# Best ammo for ruger 10/22



## Militant_Tiger (Feb 23, 2004)

I took my new ruger 10/22 out today with a box of CCI mini mags, it shot half inch groups at 25 yards but i know it can be better. What ammo do you find works best in your Ruger 10/22?

Thanks for the input, Tiger


----------



## Longshot (Feb 9, 2004)

Hey M_T, those 10/22's sure are addicting. My 10/22's along with most all of my 22 lr's shoot the Winchester Dynapoints the best. You can get them at Wallyworld for $9 a brick around here.


----------



## Militant_Tiger (Feb 23, 2004)

dang, i would like to try them but we dont have any wallys worlds in michigan, i guess our equivalent is gander mountain. i will look though thanks.
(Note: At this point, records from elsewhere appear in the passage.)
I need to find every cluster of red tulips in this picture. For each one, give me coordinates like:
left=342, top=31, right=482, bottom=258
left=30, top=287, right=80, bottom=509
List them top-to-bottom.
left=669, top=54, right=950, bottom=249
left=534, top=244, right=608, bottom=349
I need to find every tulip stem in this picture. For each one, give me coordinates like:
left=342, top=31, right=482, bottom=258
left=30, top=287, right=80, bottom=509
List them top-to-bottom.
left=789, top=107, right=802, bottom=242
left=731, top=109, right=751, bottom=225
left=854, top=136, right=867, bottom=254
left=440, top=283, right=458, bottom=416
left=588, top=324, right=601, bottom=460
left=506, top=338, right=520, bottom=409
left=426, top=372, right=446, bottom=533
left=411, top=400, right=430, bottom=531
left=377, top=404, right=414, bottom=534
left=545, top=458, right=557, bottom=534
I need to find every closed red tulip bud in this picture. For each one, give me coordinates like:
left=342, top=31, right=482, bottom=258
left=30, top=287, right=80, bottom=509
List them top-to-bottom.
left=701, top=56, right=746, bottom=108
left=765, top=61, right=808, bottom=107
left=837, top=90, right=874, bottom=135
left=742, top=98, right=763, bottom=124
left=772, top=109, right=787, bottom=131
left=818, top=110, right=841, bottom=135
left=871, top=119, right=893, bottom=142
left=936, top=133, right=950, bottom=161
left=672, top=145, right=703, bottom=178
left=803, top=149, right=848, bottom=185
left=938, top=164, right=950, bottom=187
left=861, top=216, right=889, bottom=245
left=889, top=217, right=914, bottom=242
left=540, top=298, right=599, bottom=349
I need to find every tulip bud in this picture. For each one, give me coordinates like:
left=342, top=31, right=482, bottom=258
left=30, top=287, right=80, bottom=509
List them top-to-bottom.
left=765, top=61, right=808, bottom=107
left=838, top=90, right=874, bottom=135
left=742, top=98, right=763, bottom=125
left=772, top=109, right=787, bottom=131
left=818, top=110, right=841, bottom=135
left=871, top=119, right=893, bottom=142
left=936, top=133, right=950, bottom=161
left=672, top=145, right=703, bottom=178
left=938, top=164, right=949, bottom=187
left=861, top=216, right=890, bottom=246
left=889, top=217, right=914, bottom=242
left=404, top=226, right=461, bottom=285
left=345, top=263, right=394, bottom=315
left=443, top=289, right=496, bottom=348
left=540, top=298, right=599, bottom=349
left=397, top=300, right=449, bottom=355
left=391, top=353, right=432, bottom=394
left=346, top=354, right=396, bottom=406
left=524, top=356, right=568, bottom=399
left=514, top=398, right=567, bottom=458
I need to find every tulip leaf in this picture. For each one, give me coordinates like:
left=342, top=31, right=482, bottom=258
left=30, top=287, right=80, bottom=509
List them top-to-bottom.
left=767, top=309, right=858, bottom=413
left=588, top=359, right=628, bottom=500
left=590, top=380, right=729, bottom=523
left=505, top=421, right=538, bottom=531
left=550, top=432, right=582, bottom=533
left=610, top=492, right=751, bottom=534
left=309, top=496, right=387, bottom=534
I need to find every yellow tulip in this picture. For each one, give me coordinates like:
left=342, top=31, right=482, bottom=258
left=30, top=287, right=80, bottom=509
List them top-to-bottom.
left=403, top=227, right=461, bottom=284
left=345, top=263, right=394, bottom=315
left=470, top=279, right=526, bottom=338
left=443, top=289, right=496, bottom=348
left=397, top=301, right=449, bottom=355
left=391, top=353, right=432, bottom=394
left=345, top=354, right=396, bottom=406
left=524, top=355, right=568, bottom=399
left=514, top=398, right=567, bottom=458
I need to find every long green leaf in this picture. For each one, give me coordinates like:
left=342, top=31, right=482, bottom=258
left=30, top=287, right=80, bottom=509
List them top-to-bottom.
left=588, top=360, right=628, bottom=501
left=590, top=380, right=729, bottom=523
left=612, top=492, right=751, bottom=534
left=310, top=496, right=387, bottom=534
Also, can you shoot bullets that arent coated down a 10/22? the manual says not to but a lot of people still do. 
i will look though thanks


----------



## 870 XPRS (Mar 12, 2003)

wally world is Wal-Mart, i would bet there is one or two in michigan


----------



## Militant_Tiger (Feb 23, 2004)

yeah there are quite a few here, though im more accustomed to going to outdoor stores for my outdoor supplies. im not big on picking up a pack of CCI's and a roll of paper towels. Either way, does anyone know if you can shoot uncoated bullets through a ruger 10/22?

Thanks, Tiger


----------